Figure 29.4 shows the Weblint page at http://www.unipress.com/weblint/. In particular, it shows the form you can use to submit pages for checking.

Figure 29.4 : Weblint HTML checker.

Figure 29.5 shows the output of a sample test I did, with the same page that produced the missing <P> tag error.

Figure 29.5 : Weblint output.

Interestingly enough, Weblint pointed out that I was missing a closing </HEAD> tag, which the validator missed, but skipped over the fact that I had a </P> without a corresponding <P>. These were on the same page, but each program produced different errors.
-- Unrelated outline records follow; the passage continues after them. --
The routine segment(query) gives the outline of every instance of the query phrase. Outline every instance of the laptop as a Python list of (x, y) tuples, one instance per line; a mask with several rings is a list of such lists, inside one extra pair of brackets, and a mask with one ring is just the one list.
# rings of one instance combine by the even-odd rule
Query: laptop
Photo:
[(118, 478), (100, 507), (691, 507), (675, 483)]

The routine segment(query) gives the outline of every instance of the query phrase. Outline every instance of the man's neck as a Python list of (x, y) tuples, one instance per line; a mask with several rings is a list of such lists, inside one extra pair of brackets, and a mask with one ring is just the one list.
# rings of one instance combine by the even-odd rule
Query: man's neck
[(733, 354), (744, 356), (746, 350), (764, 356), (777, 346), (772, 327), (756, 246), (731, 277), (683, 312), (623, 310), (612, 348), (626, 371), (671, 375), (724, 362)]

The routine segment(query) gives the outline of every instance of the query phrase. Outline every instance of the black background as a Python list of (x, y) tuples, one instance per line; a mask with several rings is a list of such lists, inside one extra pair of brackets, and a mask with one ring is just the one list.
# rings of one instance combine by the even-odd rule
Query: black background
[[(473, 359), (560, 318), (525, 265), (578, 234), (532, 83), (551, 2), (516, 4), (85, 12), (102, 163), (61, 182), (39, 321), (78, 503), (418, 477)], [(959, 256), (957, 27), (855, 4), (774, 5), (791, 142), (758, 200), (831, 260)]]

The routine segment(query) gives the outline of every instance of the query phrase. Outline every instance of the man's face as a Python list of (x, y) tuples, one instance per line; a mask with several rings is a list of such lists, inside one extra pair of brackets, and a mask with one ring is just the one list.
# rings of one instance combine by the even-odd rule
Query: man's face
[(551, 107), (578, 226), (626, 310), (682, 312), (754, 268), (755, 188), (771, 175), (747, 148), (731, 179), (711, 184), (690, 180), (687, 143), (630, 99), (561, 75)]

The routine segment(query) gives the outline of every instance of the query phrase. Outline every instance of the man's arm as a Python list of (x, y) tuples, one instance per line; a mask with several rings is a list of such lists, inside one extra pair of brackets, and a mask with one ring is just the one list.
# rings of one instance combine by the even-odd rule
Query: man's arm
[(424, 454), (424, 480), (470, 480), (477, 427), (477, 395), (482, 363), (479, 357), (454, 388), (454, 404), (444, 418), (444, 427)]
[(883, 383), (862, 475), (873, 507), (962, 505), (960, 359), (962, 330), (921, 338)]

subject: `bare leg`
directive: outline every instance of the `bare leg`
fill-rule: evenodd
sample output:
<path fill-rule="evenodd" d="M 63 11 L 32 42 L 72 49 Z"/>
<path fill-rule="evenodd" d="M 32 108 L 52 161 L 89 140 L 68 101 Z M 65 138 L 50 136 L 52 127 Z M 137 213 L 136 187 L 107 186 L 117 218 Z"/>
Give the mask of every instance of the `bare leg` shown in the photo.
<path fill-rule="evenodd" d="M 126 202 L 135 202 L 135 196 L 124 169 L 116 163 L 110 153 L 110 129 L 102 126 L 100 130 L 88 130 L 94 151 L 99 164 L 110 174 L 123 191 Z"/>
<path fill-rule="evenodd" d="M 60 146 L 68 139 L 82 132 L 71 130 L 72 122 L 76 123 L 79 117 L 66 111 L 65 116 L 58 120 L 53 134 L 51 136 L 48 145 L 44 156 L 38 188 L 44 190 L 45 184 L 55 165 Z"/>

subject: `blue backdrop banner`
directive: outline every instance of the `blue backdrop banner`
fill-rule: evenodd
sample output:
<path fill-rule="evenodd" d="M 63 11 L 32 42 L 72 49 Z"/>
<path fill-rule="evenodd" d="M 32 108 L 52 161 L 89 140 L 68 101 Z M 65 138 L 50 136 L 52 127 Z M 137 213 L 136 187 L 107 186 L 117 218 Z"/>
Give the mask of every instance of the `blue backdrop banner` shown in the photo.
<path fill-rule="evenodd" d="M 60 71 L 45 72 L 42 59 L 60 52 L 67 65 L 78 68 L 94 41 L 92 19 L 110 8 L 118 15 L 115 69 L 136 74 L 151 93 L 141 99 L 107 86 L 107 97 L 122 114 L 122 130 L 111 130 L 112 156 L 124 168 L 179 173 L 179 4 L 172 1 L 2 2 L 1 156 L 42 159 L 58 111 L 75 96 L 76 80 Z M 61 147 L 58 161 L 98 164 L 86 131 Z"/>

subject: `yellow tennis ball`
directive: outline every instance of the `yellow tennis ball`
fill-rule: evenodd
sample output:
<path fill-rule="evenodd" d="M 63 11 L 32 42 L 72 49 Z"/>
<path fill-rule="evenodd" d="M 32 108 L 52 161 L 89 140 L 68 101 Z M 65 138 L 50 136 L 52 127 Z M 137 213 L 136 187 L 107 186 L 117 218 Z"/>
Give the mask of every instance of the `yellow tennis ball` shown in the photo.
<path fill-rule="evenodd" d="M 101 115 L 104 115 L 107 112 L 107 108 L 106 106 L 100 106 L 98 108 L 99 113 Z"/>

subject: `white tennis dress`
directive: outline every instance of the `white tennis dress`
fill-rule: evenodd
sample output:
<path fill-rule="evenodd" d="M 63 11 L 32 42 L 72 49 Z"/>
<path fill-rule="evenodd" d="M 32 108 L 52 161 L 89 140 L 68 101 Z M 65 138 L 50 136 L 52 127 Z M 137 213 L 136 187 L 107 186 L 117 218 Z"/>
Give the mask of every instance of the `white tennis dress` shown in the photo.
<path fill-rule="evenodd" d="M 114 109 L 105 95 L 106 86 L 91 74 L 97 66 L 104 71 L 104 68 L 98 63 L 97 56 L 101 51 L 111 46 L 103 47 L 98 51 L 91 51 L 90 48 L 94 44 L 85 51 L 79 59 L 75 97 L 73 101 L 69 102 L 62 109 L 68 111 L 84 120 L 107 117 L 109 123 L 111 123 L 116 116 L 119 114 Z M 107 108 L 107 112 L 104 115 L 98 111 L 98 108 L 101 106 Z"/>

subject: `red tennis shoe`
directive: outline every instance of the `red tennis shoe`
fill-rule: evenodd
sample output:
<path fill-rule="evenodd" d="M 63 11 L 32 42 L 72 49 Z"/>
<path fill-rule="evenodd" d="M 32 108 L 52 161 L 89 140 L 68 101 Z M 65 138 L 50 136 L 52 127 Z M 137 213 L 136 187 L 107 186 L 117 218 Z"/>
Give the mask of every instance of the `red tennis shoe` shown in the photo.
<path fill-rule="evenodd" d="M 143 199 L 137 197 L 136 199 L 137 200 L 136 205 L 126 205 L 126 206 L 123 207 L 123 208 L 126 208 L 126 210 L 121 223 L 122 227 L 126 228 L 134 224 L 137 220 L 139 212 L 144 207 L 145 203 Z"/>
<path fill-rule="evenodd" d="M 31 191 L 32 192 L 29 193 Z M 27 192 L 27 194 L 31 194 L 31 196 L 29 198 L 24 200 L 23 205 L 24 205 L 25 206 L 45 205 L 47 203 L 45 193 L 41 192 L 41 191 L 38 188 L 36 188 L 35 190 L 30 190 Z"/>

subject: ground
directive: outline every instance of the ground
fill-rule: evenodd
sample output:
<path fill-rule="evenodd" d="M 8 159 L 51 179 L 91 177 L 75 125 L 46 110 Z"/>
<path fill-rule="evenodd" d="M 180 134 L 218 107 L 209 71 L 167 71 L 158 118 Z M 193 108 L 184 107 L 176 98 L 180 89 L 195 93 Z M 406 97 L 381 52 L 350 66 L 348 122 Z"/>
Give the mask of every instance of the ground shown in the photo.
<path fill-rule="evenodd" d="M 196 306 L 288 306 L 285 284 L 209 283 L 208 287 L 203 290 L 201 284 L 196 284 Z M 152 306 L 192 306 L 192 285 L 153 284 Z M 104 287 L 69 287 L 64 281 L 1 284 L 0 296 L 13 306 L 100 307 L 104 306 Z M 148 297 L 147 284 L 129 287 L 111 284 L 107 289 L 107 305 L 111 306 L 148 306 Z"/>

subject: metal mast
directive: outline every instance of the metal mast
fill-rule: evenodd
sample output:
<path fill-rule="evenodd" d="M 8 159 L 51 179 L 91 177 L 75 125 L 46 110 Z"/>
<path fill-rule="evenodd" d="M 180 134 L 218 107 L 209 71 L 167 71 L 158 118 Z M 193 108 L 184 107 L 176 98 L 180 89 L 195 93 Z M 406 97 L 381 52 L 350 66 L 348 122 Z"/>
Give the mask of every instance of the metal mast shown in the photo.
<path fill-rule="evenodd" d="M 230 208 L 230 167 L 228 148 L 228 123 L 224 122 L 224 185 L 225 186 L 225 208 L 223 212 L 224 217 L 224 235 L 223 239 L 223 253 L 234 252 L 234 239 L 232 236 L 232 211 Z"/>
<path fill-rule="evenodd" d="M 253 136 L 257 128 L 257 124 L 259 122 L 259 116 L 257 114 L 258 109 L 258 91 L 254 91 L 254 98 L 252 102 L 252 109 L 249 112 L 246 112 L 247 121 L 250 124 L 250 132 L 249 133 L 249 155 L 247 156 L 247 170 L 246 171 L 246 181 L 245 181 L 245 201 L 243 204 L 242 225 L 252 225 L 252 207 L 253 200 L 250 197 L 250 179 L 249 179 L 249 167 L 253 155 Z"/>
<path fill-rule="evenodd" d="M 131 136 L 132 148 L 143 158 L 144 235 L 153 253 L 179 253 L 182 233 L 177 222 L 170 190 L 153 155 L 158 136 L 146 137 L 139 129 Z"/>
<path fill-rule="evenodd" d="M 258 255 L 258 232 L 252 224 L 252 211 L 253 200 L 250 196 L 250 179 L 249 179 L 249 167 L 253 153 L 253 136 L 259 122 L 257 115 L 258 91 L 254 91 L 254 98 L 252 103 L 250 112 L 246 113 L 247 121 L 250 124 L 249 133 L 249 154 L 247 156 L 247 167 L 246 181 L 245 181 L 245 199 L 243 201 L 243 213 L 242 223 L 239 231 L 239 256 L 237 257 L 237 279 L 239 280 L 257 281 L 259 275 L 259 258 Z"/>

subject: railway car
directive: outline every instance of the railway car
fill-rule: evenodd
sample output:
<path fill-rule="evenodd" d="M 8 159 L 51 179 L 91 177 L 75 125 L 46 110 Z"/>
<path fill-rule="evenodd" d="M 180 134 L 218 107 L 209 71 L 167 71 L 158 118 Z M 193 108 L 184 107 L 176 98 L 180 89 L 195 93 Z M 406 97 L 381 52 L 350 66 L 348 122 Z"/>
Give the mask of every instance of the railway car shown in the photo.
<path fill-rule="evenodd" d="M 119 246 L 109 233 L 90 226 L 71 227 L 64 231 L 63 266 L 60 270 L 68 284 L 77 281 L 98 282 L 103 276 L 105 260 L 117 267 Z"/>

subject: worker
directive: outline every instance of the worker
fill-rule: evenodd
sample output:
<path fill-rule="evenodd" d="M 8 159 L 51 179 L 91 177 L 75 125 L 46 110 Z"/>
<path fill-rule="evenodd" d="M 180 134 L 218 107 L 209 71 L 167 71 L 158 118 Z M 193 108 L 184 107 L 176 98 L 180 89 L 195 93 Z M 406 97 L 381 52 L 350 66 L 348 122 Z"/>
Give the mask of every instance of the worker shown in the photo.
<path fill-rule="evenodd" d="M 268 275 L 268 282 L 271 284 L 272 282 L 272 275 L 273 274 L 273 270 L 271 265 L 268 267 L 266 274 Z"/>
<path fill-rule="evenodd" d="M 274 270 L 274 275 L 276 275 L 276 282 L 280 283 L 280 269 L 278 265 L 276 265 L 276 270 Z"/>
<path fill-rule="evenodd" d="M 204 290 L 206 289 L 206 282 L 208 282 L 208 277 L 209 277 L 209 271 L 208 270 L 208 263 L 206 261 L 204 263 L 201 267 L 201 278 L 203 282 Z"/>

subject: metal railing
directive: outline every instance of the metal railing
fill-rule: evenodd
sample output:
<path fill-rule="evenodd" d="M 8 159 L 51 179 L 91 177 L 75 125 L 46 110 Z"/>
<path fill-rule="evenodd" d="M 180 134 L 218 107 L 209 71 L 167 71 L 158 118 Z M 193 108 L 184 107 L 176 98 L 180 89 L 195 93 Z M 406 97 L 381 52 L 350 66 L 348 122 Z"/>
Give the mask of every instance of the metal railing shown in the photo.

If you'd rather use Weblint on your own system, you can get the code (written in Perl) at
ftp://ftp.unipress.com/pub/contrib/weblint-1.005.tar.gz.

Exercise 29.1: Validating a sample page.

Just to show the kinds of errors that Weblint and the validator pick up, let's put together a sample file with some errors in it that you might commonly make.

One example is Susan's Cactus Gardens home page, as shown in Figure 29.6.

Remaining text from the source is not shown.